If you really want to please a woman, learn about her hidden anatomy. Read, The Clitoral Truth by Rebecca Chalker which details the FULL anatomy of a woman's sexual system which is usually omitted from medical literature.
From "The Clitoral Truth" (and a link to a very detailed blog with photos to understand further. http://blog.museumofsex.com/the-internal-clitoris)
If you were to remove the top layer of skin and visible structures of the clitoris, it would reveal numerous hidden structures, which Mary Jane Sherfey referred to as the "powerhouse of orgasm." These structures include erectile tissue, glands, muscles, blood vessels, and nerves. In both the clitoris and the penis, there are two types of erectile tissue: body of caverns (corpus cavernosum) and spongy body (corpus spongiosum), which fill with blood during sexual response, causing an erection.

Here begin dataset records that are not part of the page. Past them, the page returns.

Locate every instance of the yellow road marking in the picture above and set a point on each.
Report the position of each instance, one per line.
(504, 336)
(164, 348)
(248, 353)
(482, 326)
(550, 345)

The clitoral shaft is attached to the glans, just underneath the surface of the skin. The shaft is a round fibrous segment of spongy erectile tissue, and like the glans, it is very sensitive. If you roll your finger back and forth just above the glans during sexual response, you should be able to feel a hard ridge about one-half to one inch long, and about the diameter of a soda straw, and rises toward the pubic mound for a short distance, then bends sharply and divides, forming two slender legs or crura (Latin for "legs"), which are also composed of spongy tissue. The legs of the clitoris flare out somewhat like the wishbone of a chicken.
Underneath the inner lips are twin bulbs of cavernous erectile tissue. During sexual response these structures fill with blood, which then becomes trapped in their cryptic spaces, causing erection.In both women and men, the urethra (the tube through which we urinate), is surrounded by a ring of spongy erectile tissue that is identical to the type of erectile tissue, corpus spongiosum, that surrounds the penis. In women, the urethra is about two inches long, and runs from the bladder to the urethral opening just above the opening to the vagina. "In nearly all of the modern anatomy books that we looked at, the erectile tissue surrounding the urethra was missing," Carol Downer says. "Although it is clearly analogous to the spongy tissue which surrounds the urethra in men, it hasn't been considered a part of the clitoris for several hundred years. Since it had no name in women, we decided to name it the urethral sponge."The urethral sponge is a very significant part of the clitoral system. Embedded in its spongy erectile tissue are up to thirty or more tiny prostatic-like glands that produce an alkaline fluid similar in its constitution to the male prostatic fluid. Two of the largest, called Skene's glands, are near the urethral opening, where the urine comes out, but numerous others are buried in the spongy tissue surrounding the urethra. All of these glands together are referred to as paraurethral glands, meaning "around the urethra," and they are the source of female ejaculation. Normally, the sponge is collapsed and is difficult to feel, but during sexual response, if you or your partner puts a finger in your vagina and presses toward the pubic mound, you can feel a rough nugget about the length of the first one or two finger joints; that is the urethral sponge. When the sponge is filled with blood, i.e., erect, many women find that it is extremely sensitive to stroking, thrusting, or vibration inside of the vagina. The "G spot" is located on the part of the urethral sponge that can be felt through the vaginal wall.